In 2024, Canada recorded its costliest weather‑related disaster year on record, with insured losses from severe weather exceeding $8.5 billion. The total, compiled by Catastrophe Indices and Quantification Inc. (CatIQ) for the Insurance Bureau of Canada (IBC), surpassed the previous record of $6.2 billion set in 2016 during the Fort McMurray wildfires and was nearly triple the 2023 total. A Calgary hailstorm on August 5, 2024, alone generated an estimated $2.8 billion in insured damage. In Quebec, flooding from the remnants of Hurricane Debby produced insured losses of roughly $2.7 to $2.8 billion, becoming the province’s costliest insured weather event and the most expensive tropical cyclone impact in Canada on record.
Taken together, these and other events pushed total insured and uninsured catastrophe damage in 2024 into the estimated $14–$16 billion range, highlighting a widening protection gap even as insured losses hit record levels. For Canada’s P&C sector, 2024 marked a clear shift in catastrophe frequency and severity. Carriers and global reinsurers have responded with higher premiums, tighter underwriting appetites and, in some high‑risk areas, reduced limits or withdrawals of coverage. IBC and industry leaders have warned that, without greater investment in mitigation and adaptation, some communities could become difficult or impossible to insure for certain perils.
Scientific assessments link a warmer atmosphere, which can hold more moisture, to heavier rainfall and increased flood risk, while prolonged heat and drought raise the likelihood and intensity of wildfires. Global attribution studies connect the rising probability and severity of extreme events to human‑driven climate change, and Canadian regulators now reference those trends in guidance to financial institutions. Climate‑related threats are increasingly influencing insurability, asset values and long‑term investment decisions.
According to the report, natural catastrophe risk now affects every major sector of the Canadian economy, with both direct and knock‑on impacts. For insurers, climate risk has become a material driver of loss experience, capital requirements and client risk profiles.

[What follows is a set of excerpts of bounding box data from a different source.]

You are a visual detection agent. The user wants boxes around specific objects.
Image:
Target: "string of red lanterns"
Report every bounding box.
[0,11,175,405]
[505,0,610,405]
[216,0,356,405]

Energy and utilities face greater exposure to physical damage and service disruption. Mining and resource companies are exposed to flooding, wildfire‑related evacuations and transportation bottlenecks. Manufacturers can experience plant damage, workforce displacement and supply chain interruptions when transportation networks or utilities fail. Agriculture and agri‑food operations remain highly sensitive to droughts, frosts, floods and heatwaves, with downstream consequences for processors and distributors.

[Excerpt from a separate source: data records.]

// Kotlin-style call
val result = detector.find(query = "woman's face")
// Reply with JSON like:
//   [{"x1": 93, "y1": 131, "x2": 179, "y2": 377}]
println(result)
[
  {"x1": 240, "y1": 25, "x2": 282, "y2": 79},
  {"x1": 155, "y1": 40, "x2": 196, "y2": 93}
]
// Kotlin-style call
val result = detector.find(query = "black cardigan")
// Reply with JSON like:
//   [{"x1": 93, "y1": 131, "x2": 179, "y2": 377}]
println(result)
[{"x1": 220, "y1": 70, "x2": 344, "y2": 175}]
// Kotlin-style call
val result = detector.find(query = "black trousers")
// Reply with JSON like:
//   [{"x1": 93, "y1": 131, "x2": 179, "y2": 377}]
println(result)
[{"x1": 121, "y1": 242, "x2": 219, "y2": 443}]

Financial institutions and insurers are also absorbing second‑order impacts, including higher loan defaults in affected regions, declining property values and sustained pressure on underwriting margins.
IBC has reported that most of the costliest insured‑loss years on record in Canada have occurred in the last decade, prompting carriers to re‑examine catastrophe modeling assumptions, reinsurance programs and capital allocation.
Governments at all levels are under pressure to step up climate adaptation spending, while regulators, investors and rating agencies increasingly expect private‑sector organizations to invest in their own resilience and continuity planning, the report said.
Climate risk has become an operational, financial and strategic issue that recurs annually rather than a distant scenario. Its impact can be seen in catastrophe loss ratios, reinsurance renewals and the spread of coverage restrictions and non‑renewals in high‑hazard regions.
In response, many Canadian organizations are integrating climate scenarios into enterprise risk management, stress‑testing assets and portfolios and upgrading facilities. Some are reassessing the location of critical infrastructure, the concentration of assets in high‑risk areas and the viability of long‑term investments in regions facing rising wildfire, flood or storm surge exposure.
Companies that invest in resilience are also increasingly viewed by insurers, lenders and investors as lower‑risk counterparties. Under OSFI’s B‑15 guideline, financial institutions are being asked to reflect climate risk in their risk appetites, pricing and client engagement, linking resilience investments more directly to access to capacity and cost of capital, the report said.
More businesses are also incorporating climate scenarios into capital planning and site selection decisions and working with municipalities and utilities on community-level resilience and restoration priorities.
For insurers and brokers, the direction is clear: climate risk is now a balance-sheet issue for both clients and carriers, and the market is beginning to differentiate between organizations based on the credibility and depth of their climate risk management.